In her opening statement, defense attorney Stephanie Angolkar said that jurors will need to balance Handy’s contributions to his family with the estimated length of his natural life based on government actuarial statistics.

“This case is not about whether Mr. Handy’s life mattered or that it had value or that he was an important person in his family’s life, because of course he mattered and he was loved by his family,” Angolkar said. But Angolkar added that when jurors calculate the damages, “that number will fall well under $1 million. It’s not going to be the multiple millions of dollars that the plaintiff will ask you for.”

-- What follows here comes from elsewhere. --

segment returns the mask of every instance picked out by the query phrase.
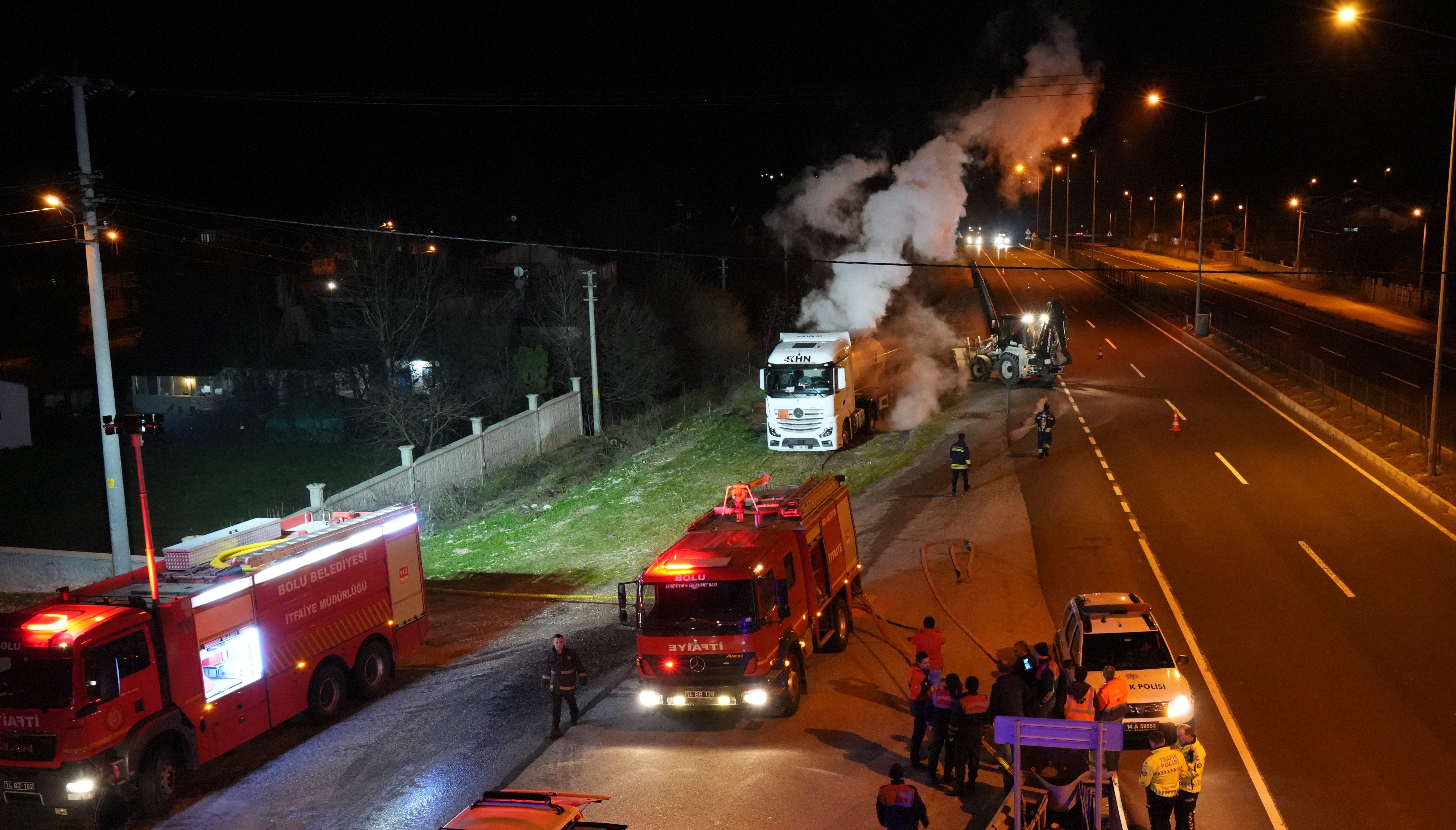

In the 2023 trial, the first jury delivered a mixed verdict where they found a second officer, Mikko Norman, not to be liable in Handy’s death. Ramsey County Attorney John Choi determined later that the officers’ use of deadly force was justified and they would not face criminal charges.

The lawsuit stemmed from an incident in which Norman and Younce responded to a domestic violence call in the Dayton’s Bluff neighborhood. It happened on March 15, 2017, about six months before the St. Paul Police Department began using body cameras. Security cameras in the area captured some video related to the incident, but not the shooting itself.

In her lawsuit, Handy Jones alleged that the officers shouted conflicting commands at her son and shot him seconds after he tossed his gun away.

Handy Jones said her son was experiencing a mental health crisis and acknowledged that he had earlier fired 16 shots inside his apartment because he thought someone was “trying to hurt or kill him.”

Younce testified in the first trial that he opened fire when Handy pointed his gun toward Norman and said Handy posed an “active deadly threat … If he did not point the gun at my partner, I would not have shot him.”

Younce fired four of the seven shots that struck Handy; Norman fired the other three.

Investigators later determined that Handy’s gun was unloaded. An autopsy found that Handy had drugs in his system including N-Ethylpentylone. The drug, commonly known as “bath salts,” can result in agitation and erratic behavior.